Monday, April 3, 2017

IVF Weeks 4 & 5

I realize I have been somewhat of a slacker lately, but to be completely honest, I have not had the wherewithal to sit and write.  So I thought I'd kill two birds with one stone and sum up the last two weeks in one post.  They've been quite a doozy... :)

Week 4 I had my egg retrieval.  That was the biggest doozy of all.  Except for the anesthesia.  That was absolute heaven.

I was one day ahead of schedule, which ended up being a great blessing because it was one less day of feeling like my ovaries were pregnant.  I had gone in on Monday morning for another ultrasound and blood work and they told me to give myself a trigger shot that night, which is HCG and basically releases the eggs so that the doctor can go in and get them.  36 hours later, on Wednesday morning, we went in for the retrieval.  I was SO nervous, but anxious and excited to see how many eggs they were going to get and how many would fertilize.

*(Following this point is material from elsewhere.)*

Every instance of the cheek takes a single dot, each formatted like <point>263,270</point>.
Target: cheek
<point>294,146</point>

I remember going into the room (pictured below!) and seeing this bed and them telling me to put my gown on and to keep it open in the back.  Classic.  I did as I was told and I laid my tired little head right on down.  They stuck the I.V. in my wrist, which didn't feel super great, and then the doctor came in and started talking to me and all of a sudden the ceiling was moving and things were spinning and I was blissfully unaware of what was about to take place- thank the high heavens!





I'm not exactly sure what the procedure is like, as I was in dreamland the whole time, but from what I understand, they go up with a needle and aspirate all of the egg follicles, which basically forces the egg into the needle.  Does that even make sense? All I know is that I felt like I had just fallen asleep when the doctor asked me if I could walk to the recovery room.  I was like, "Um, no.  I can't even move!" I felt like my entire body was painted on to that bed and I didn't want to be bugged.  He asked again, and helped me up, and I literally was hanging on him as he was walking me in to recovery.  Did I mention he was kind of a dream boat?  He was so sweet he almost gave me cavities (I think he was the anesthesiologist).  Anyway, the minute I came off the anesthesia and realized what a sight I must have been with my gown opening in the back and me looking like a drunk on his arm, I was mortified.  Why, though?  For the last 45 minutes he had been where the sun don't shine, so why was I so embarrassed that he saw my butt?? I laugh every time I think of it.  A girl gets no privacy, I tell you.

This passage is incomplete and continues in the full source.